Another Word on Word Count

Courtesy of Jay Lake‘s Link Salad, I give you a very good journal entry by Caren Johnson on word count.

I have a few things to say about this, but I’ll keep it concise, because, you know, word count.

1. Do what they tell you for the first book. You can be all special later, when and if they let you. Your goal is to break in.

2. Caren says, “I think writers with those long sprawling manuscripts should rethink their word count. Look at the writers you admire and those who you’d like to compare your work to (another reason why I ask who your contemporaries are; those who don’t know better start reading to find out). Are their books longer or shorter than yours? Are you making yours longer because its essential to tell your story or because you’re trying to match their writing style? Think about all this before you submit that 100,000 plus word manuscript to more agents. It could be the difference between getting an offer or representation vs hearing that your story took too long to grab them or sagged during the middle and that’s why they’re passing on your book.”

Food for thought. I am always on the other end of the spectrum. My initial manuscripts are short, and I usually plump them up with more details that are essential to the story. I envy those of you with words to spare.


Author: Catherine Schaff-Stump

Catherine Schaff-Stump writes fiction for children and young adults. Her most recent book, The Vessel of Ra, is the first book in the Klaereon Scroll series. She is currently working on its sequel, as well as penning the middle grade adventures of Abigail Rath, monster hunter.

2 thoughts on “Another Word on Word Count”

  1. Yea and verily tis mightly necessary to not snitch thy neighbor’s writing style.

    To many fellow newbie writers go the “I gotta get me a trilogy going” as their first offering. Then they get bound up in the language and wander around the middle were are the tunnels look alike and they’re bound to be eaten by a Grue.

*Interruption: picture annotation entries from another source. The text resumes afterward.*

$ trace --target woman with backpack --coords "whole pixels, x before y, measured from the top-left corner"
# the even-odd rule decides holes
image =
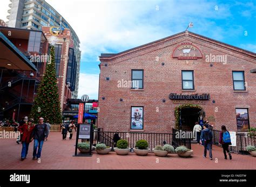
[[[220,133],[219,143],[222,145],[222,148],[223,148],[223,153],[224,153],[225,159],[227,160],[227,154],[226,152],[228,153],[230,156],[230,159],[232,159],[231,154],[230,153],[228,150],[228,146],[231,145],[231,139],[230,138],[230,134],[228,131],[227,131],[226,126],[225,125],[221,126],[221,132]]]

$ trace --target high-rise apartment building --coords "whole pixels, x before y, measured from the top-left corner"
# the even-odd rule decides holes
[[[71,98],[77,98],[78,92],[79,73],[81,52],[79,50],[78,37],[65,19],[44,0],[10,0],[9,6],[10,14],[6,25],[9,27],[42,30],[42,27],[55,26],[70,30],[73,49],[77,61],[75,89]],[[62,76],[61,75],[59,76]]]

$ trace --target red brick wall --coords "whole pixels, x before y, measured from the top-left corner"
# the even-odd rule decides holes
[[[184,42],[191,42],[199,48],[203,59],[172,58],[173,50]],[[205,61],[205,55],[210,53],[227,55],[227,64],[212,62],[213,66],[210,67],[210,63]],[[157,56],[158,61],[156,60]],[[215,121],[211,123],[215,130],[226,125],[228,130],[236,131],[235,109],[239,107],[249,109],[250,126],[255,127],[256,75],[250,72],[255,68],[255,54],[204,37],[192,34],[186,37],[184,34],[124,52],[112,60],[101,57],[98,127],[104,131],[129,131],[131,106],[144,106],[144,132],[170,133],[175,126],[174,107],[179,105],[173,104],[169,98],[170,93],[210,94],[211,100],[200,105],[206,112],[206,119],[214,117]],[[108,66],[104,66],[105,63]],[[118,81],[131,80],[131,69],[144,69],[143,91],[117,87]],[[194,70],[194,92],[183,91],[181,70]],[[233,91],[232,70],[245,71],[248,84],[246,92]],[[106,77],[110,77],[110,80],[106,81]],[[102,97],[105,99],[103,100]],[[119,101],[120,98],[123,101]],[[166,100],[165,103],[163,99]],[[215,103],[212,103],[213,99]],[[159,112],[156,112],[156,107],[159,108]]]

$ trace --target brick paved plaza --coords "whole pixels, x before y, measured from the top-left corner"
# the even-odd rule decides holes
[[[224,159],[222,148],[213,146],[213,160],[203,158],[203,147],[192,145],[192,157],[181,158],[176,154],[157,157],[153,153],[146,156],[135,153],[117,155],[114,152],[92,157],[73,157],[75,134],[71,140],[62,140],[60,132],[51,132],[43,146],[41,162],[32,160],[33,142],[28,158],[20,160],[22,146],[14,139],[0,139],[0,169],[255,169],[256,158],[233,153],[232,160]],[[79,152],[79,150],[78,150]],[[157,159],[159,159],[159,163]],[[218,163],[214,159],[218,159]],[[99,159],[99,160],[98,159]],[[99,161],[99,163],[97,163]]]

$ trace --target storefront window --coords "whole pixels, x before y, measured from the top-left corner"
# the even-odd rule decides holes
[[[182,76],[182,89],[194,90],[194,75],[193,71],[183,70]]]
[[[131,118],[131,130],[143,130],[143,106],[132,106]]]
[[[143,89],[143,70],[132,70],[132,88]]]
[[[238,131],[246,131],[250,128],[248,109],[235,109]]]
[[[244,73],[244,71],[232,71],[234,90],[245,90]]]

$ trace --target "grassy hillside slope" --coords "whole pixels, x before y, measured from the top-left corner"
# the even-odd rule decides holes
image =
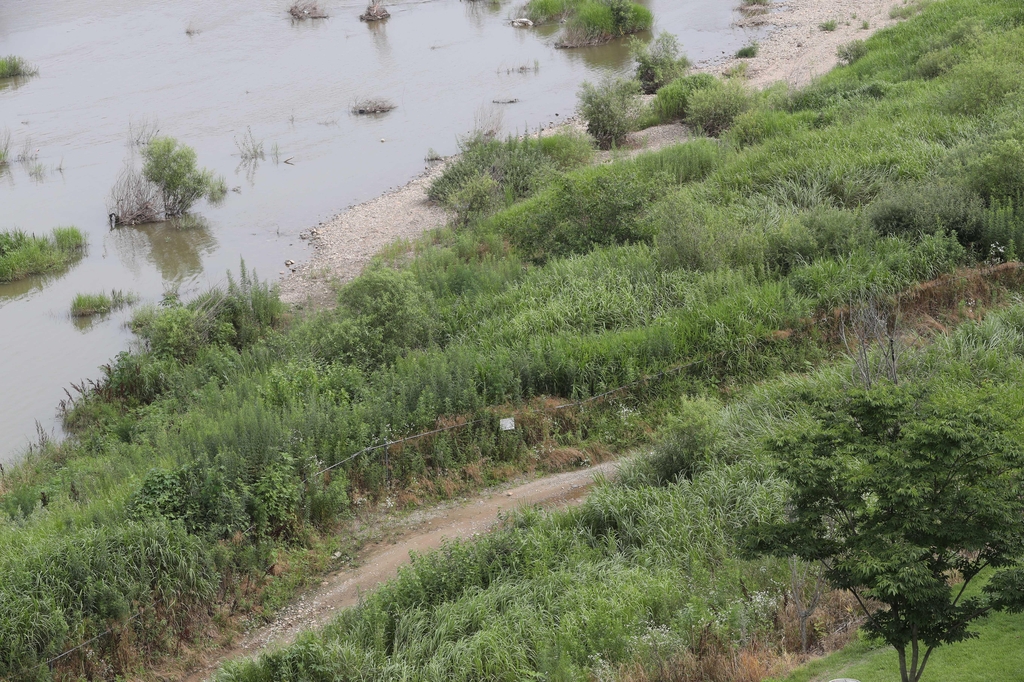
[[[336,310],[291,319],[243,266],[140,313],[139,347],[66,406],[75,437],[0,482],[0,677],[138,670],[272,607],[301,576],[271,566],[323,569],[356,503],[451,496],[662,428],[714,441],[699,475],[666,464],[424,558],[325,639],[230,676],[580,679],[641,665],[663,635],[693,665],[700,642],[767,647],[783,568],[739,561],[731,534],[781,494],[733,403],[830,364],[851,303],[1016,257],[1022,24],[1011,0],[932,3],[802,91],[705,87],[699,120],[672,111],[719,136],[635,160],[476,140],[436,187],[457,223],[383,254]],[[715,116],[723,101],[741,113]],[[927,311],[976,317],[1019,285],[1012,268],[952,276]],[[1011,374],[1013,319],[984,359]],[[500,430],[510,415],[520,428]]]

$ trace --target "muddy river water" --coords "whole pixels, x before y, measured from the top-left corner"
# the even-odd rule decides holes
[[[306,22],[289,4],[0,0],[0,54],[39,70],[0,81],[0,136],[31,159],[0,168],[0,230],[76,225],[89,241],[67,271],[0,285],[0,462],[36,439],[37,422],[59,435],[65,388],[98,378],[131,342],[130,310],[78,322],[77,293],[187,296],[222,284],[241,258],[276,280],[286,259],[307,256],[301,230],[408,181],[428,150],[455,153],[493,100],[518,100],[501,108],[507,131],[536,128],[570,115],[584,80],[630,68],[622,44],[558,50],[551,29],[512,28],[508,2],[391,2],[377,25],[358,20],[365,2],[325,0],[330,17]],[[645,4],[694,60],[752,38],[732,26],[736,0]],[[397,109],[350,115],[365,97]],[[191,145],[227,178],[220,205],[196,209],[204,226],[110,228],[130,123]],[[256,165],[240,165],[248,130],[264,145]]]

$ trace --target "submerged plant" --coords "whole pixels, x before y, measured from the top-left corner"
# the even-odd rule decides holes
[[[327,18],[327,10],[316,0],[297,0],[288,8],[293,19],[303,22],[312,18]]]
[[[226,182],[196,164],[196,151],[173,137],[156,137],[142,151],[142,175],[160,190],[167,217],[185,213],[204,196],[223,196]]]
[[[67,267],[84,249],[85,236],[76,227],[56,227],[50,237],[0,232],[0,283]]]
[[[587,132],[603,148],[621,144],[640,120],[640,85],[636,81],[585,82],[580,86],[580,116]]]
[[[105,293],[77,294],[71,302],[71,315],[73,317],[90,317],[105,314],[132,305],[137,301],[138,296],[119,289],[112,290],[109,295]]]
[[[39,71],[16,54],[0,56],[0,79],[35,76]]]
[[[663,85],[686,73],[690,60],[679,53],[679,41],[662,32],[650,44],[630,39],[630,55],[637,63],[636,76],[645,94],[654,94]]]

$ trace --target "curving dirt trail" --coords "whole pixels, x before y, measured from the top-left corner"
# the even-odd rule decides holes
[[[394,542],[372,546],[360,556],[359,566],[328,576],[319,587],[305,592],[283,609],[272,623],[247,633],[184,679],[202,682],[226,660],[255,657],[268,647],[289,644],[305,630],[325,625],[338,609],[354,605],[359,595],[397,574],[398,567],[409,563],[410,552],[435,549],[446,539],[486,532],[503,511],[532,505],[556,509],[578,504],[598,475],[610,476],[616,466],[616,461],[605,462],[514,487],[490,488],[459,506],[417,512],[413,524]]]

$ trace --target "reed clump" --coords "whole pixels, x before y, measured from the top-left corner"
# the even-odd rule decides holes
[[[359,99],[354,104],[352,104],[352,114],[357,114],[361,116],[387,114],[388,112],[394,111],[397,106],[398,105],[395,104],[390,99],[384,99],[384,98]]]
[[[76,294],[71,302],[72,317],[91,317],[120,310],[138,302],[138,296],[132,292],[112,290],[110,294]]]
[[[298,22],[328,17],[327,10],[316,0],[298,0],[288,8],[288,13]]]
[[[0,79],[35,76],[39,71],[16,54],[0,56]]]
[[[48,237],[19,229],[0,232],[0,283],[63,269],[84,250],[85,235],[76,227],[55,227]]]
[[[384,7],[384,3],[381,0],[372,0],[365,12],[359,14],[359,20],[361,22],[383,22],[389,18],[391,13]]]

    And I’m always grateful to find other writers who plump up their second drafts. That was an amazing revelation when somebody told me I should do that instead of trying to cut 25%. It was like having the Golden Ticket handed to me.

  2. I always think of the first several drafts as a sketch, because I’m so focused on dialogue and plot and since I can see the stuff in my head, I always take the visual for granted, until I can go back and pay attention to the scenery.